A bad new copyright bill

Canada’s proposed new copyright act is unacceptably poor, most importantly because of its treatment of Digital Rights Management (DRM). Under the new law, circumventing any such system – no matter why – is against the law. This means that if the company that sold you a song decides to stop letting you access it, you are out of luck. Under the new law, it would be a crime to copy music from a DRM-protected CD that you bought to an iPod that you own, with an associated fine of $20,000.

The law would also mean that organizations like libraries cannot have any confidence in their future ability to use digital materials today and people with disabilities will not be able to use technology to make protected works more accessible. It would make it a crime for me to use VideoLAN player to watch DVDs I bought in Europe, just because people selling DVDs have decided to use monopolistic regional codes to boost profits. Indeed, it would criminalize the distribution of VideoLAN itself.

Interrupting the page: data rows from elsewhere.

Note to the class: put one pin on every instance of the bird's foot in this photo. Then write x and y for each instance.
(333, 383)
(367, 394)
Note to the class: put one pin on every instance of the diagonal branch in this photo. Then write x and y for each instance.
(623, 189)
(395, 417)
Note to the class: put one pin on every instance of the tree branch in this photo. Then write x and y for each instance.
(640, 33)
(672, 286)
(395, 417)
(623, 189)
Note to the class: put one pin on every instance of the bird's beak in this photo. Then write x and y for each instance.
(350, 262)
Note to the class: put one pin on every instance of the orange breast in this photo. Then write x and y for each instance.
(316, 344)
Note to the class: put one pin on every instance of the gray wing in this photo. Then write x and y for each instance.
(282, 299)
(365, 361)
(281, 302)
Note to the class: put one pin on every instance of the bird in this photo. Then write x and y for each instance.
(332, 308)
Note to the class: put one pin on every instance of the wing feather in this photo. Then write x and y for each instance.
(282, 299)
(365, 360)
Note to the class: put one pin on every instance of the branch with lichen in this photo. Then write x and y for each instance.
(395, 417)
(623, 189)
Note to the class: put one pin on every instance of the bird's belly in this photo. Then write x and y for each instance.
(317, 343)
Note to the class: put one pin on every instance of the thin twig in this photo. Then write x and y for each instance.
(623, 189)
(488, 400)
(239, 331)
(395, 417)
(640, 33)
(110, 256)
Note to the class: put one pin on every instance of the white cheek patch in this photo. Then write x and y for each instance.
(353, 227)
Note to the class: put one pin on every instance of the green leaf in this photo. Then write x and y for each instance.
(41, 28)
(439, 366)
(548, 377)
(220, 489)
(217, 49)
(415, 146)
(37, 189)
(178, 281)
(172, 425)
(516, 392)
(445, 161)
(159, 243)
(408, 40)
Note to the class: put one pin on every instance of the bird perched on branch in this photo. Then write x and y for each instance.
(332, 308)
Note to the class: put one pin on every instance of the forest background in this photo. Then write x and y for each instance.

It must be remembered that the purpose of copyright law is to serve the public good, not copyright holders. We allow copyrights because they create a legal environment in which it is possible to profit from a good idea. As a result, copyright protections help to ensure that people are furnished with new and high quality music, books, etc. By failing to protect the legitimate needs of consumers, this bill fails to enhance the public interest. As such, it deserves to be opposed and defeated.